Sunday, November 9, 2008

I Hate Diabetes

Okay, so you know how much I love Heidelberg.

I hate diabetes even more. Elvira has both Type I and Type II diabetes. Type I means she can't manufacture her own insulin because her pancreas shut down. Type II means she can't absorb the insulin she is injected with. So on top of all the insulin she takes in, she also takes an oral medication (twice daily) every single day of her life to open up her cells so they will accept insulin. She used to have seven, count them, seven shots a day at a minimum. Sometimes up to 12 if she was sick or had trouble getting her blood sugar down. Then she got her insulin pump, which has made things different, but not a whole lot easier.

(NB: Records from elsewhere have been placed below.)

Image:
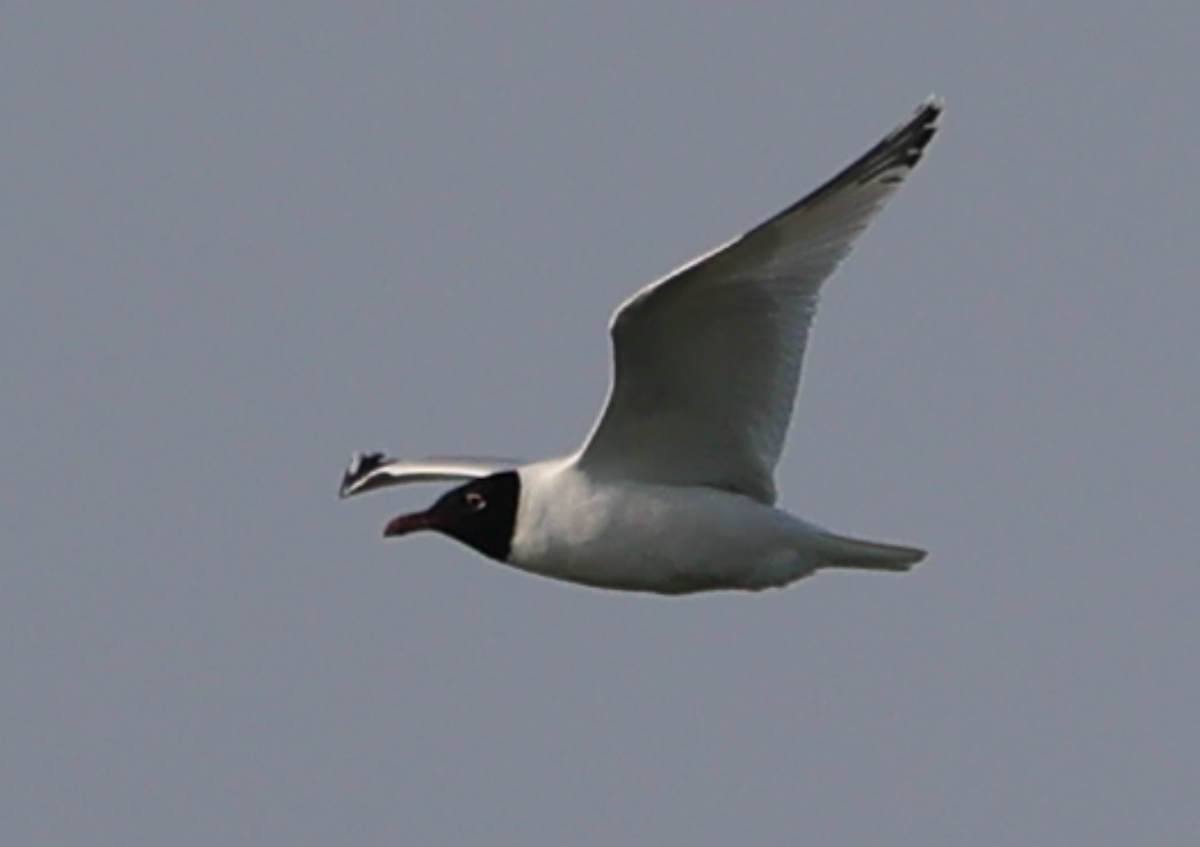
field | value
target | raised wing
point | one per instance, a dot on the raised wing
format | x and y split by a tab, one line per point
369	472
707	361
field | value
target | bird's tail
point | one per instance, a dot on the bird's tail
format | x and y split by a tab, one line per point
840	551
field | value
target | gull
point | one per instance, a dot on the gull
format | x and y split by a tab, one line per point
673	490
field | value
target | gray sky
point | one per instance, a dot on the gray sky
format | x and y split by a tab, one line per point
243	240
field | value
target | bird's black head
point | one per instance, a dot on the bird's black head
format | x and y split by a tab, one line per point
481	514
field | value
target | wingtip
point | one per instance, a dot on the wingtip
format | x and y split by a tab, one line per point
359	468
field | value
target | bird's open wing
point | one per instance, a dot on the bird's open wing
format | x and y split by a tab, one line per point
369	472
707	361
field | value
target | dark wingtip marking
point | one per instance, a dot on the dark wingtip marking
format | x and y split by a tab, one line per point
361	464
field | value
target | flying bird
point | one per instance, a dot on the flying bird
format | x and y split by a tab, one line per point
673	490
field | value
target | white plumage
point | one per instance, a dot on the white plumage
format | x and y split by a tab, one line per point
673	491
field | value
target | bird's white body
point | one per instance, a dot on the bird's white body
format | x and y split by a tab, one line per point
654	538
673	490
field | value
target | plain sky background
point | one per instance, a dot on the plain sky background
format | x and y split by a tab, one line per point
244	239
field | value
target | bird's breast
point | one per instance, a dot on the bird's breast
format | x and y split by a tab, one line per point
665	539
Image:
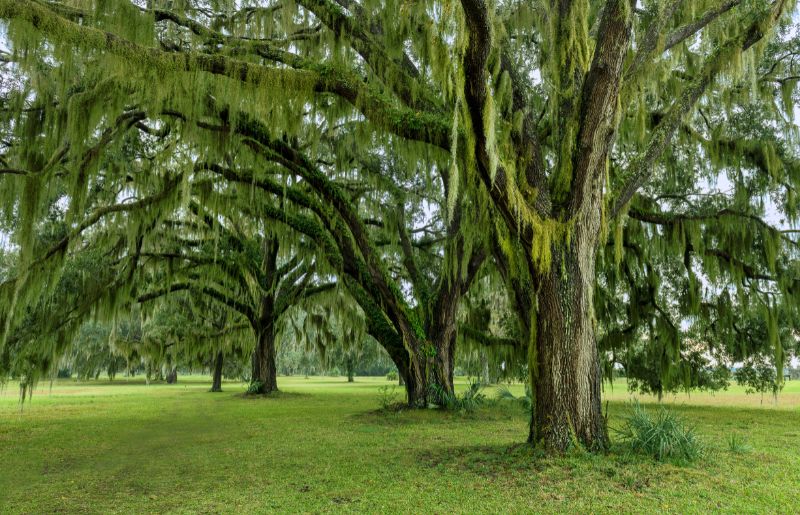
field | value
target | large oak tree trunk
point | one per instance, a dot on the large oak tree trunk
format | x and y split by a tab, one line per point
565	374
264	368
216	384
443	335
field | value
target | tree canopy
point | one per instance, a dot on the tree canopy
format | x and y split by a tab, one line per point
616	177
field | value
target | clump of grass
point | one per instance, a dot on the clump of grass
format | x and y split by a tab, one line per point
737	444
663	435
254	387
502	393
387	397
469	401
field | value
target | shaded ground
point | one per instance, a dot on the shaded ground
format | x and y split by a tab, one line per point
98	447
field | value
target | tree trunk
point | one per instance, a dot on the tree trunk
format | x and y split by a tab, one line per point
443	333
565	378
417	387
216	384
264	369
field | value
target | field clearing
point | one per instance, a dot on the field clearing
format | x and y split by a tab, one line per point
321	446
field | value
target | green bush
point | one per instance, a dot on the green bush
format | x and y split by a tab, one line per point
468	401
664	436
737	445
254	387
502	393
387	397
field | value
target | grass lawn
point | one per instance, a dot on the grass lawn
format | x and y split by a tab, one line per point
321	446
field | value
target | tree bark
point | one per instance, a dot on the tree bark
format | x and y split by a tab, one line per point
264	368
216	384
565	371
443	335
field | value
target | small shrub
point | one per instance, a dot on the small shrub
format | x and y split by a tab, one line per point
254	387
502	393
663	436
737	445
468	401
387	397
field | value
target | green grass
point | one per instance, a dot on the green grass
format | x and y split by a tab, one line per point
321	446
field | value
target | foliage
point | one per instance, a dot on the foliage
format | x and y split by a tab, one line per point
504	393
468	401
254	387
449	462
664	436
429	159
758	376
737	444
387	397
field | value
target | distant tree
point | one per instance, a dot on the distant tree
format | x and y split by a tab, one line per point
614	160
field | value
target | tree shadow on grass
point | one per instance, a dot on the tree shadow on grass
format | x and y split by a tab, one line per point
486	460
278	395
524	463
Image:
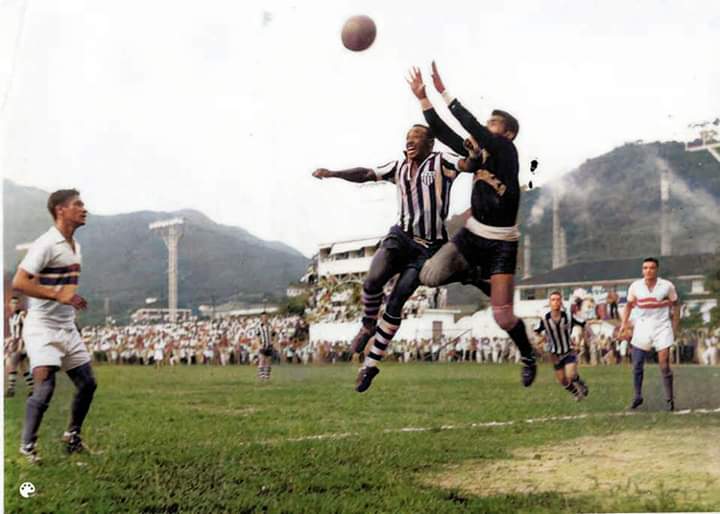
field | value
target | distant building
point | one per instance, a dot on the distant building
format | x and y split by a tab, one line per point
294	290
597	278
347	260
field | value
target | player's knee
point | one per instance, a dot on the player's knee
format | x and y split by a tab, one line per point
430	274
89	386
504	317
42	394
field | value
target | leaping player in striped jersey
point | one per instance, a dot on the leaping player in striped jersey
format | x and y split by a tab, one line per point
655	327
557	324
424	179
17	353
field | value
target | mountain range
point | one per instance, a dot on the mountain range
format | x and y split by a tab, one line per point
126	262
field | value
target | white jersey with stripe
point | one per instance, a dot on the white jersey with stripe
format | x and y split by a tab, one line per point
423	200
653	306
266	334
16	324
56	264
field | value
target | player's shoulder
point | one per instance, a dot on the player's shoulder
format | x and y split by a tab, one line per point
637	283
665	282
47	238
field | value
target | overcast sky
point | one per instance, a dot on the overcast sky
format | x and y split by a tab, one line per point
228	106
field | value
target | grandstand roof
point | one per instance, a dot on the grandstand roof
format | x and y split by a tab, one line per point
620	270
350	246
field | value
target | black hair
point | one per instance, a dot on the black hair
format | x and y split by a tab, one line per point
59	197
511	122
651	259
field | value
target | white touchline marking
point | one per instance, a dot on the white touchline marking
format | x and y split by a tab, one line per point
485	424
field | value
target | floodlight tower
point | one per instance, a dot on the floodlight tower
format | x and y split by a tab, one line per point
708	138
171	231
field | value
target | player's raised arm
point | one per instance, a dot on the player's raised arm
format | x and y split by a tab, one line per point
440	129
482	135
351	175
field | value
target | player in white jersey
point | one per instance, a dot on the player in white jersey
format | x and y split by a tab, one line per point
16	353
48	276
655	326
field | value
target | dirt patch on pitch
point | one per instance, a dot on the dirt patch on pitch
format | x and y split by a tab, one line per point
682	463
224	410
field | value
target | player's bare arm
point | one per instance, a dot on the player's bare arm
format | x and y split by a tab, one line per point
441	130
29	285
357	175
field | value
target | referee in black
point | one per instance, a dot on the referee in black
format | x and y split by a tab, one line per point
557	325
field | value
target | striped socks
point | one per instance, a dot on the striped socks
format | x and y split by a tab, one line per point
12	380
384	333
264	372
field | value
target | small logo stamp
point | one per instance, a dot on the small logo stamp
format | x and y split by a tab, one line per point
27	489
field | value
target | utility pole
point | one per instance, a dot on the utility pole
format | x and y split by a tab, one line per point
171	231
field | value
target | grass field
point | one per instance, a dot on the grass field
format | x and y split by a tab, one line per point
421	440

I just spent the last 30 minutes trying to upload all the readings from her pump onto the computer, figure out why the stupid monitor that is attached to it isn't working, fixing it, reassembling everything about six stinking times, because you don't know if the monitor is working until you put it all together again, and then trying to reattach it to a sleeping teenager. Envious? Don't be. Because as frustrated and mad as I get at this STUPID disease, Elvira has it way worse than I will ever have it. If she forgets to test, her pump malfunctions so she doesn't receive insulin, or she gets sick and her blood sugar launches into the stratosphere, I don't feel a thing. I used to get up every morning at 3 am to test her (doctor's orders), and sometimes give her shots in her sleep or try to rouse her long enough to take in some carbs so she wouldn't go into a coma during the night. But that's not what we do anymore. She seems to be able to tell in her sleep when she's low and wakes up and tests. But my neighbor Sue had a sister who went into a diabetic coma, suffered brain damage, and died months later. So that's in my mind every single day of my life. I used to have nightly dreams that I went in to wake her and she had died. Will she still be here to graduate from high school? Will she be healthy enough to go away to college? What if she or her husband loses their insurance? Will she tell us so we can make sure she gets her medications? Will I outlive her?

She told me awhile ago that even on her best day, she still feels sick. She remembers a little bit what it was like not to have diabetes, but she was diagnosed when she was eight, seven years ago, and the memory is almost gone. Even before she was sick with this, she was still ill with a thyroid disease. So she would have to remember right after she turned five what it was like to feel healthy.

How did this happen to her? My grandmother had a brother with Type I, so maybe I caused this. Sweetie's sister has the same thyroid disease, so maybe it came from him. The doctor said it was probably triggered by a virus, and I remember she was sick a few weeks before she was diagnosed. What if I had taken her in to the doctor instead of just treating a little cold at home? Could they have done anything? Probably not. I blame myself every single day for this. Being the Diabetes Nazi doesn't help things--she gets very angry with me and things get worse quickly. Backing off doesn't help either. She's a busy girl, and it's easy to forget to jab your finger with a lancet and squeeze the blood onto a test strip five times a day. I'd sure want to forget that.

I don't blame her at all. I'm totally on her side. I just hate diabetes so much.

5 comments:

Cari said...

I'm so sorry you both have to deal with this! I had no idea.

sue-donym said...

This breaks my heart. She deserves so much better, and so do you.

annette said...

What a crazy physical reminder of just what it takes to be alive!

Everything she has to do is a royal pain, I'm sure. But how wonderful to live in a day and age where she can continue to live.

Can you speak a little louder? said...

Myself having a teen with an auto-immune disease that rears it's ugly head often gives me some understanding. If he's not getting enough rest, eats the wrong food or the right food, late on a dose of meds, a virus, stress-good and bad, mood swings... all triggers and you never know when the gun is going to go off! Being a parent, I "so get it" and watching a teen that just wants to be a teen and stay up late, eat junk, drink a soda, and want to have more energy to run insead of walk...

and never having the knowledge of why.... and ours is most likely genetic, did I do this? sigh...

hugs from here.

Diane said...

Hey Dulie! You don't know me but I know you. Thanks for the comment--I know you know how it is.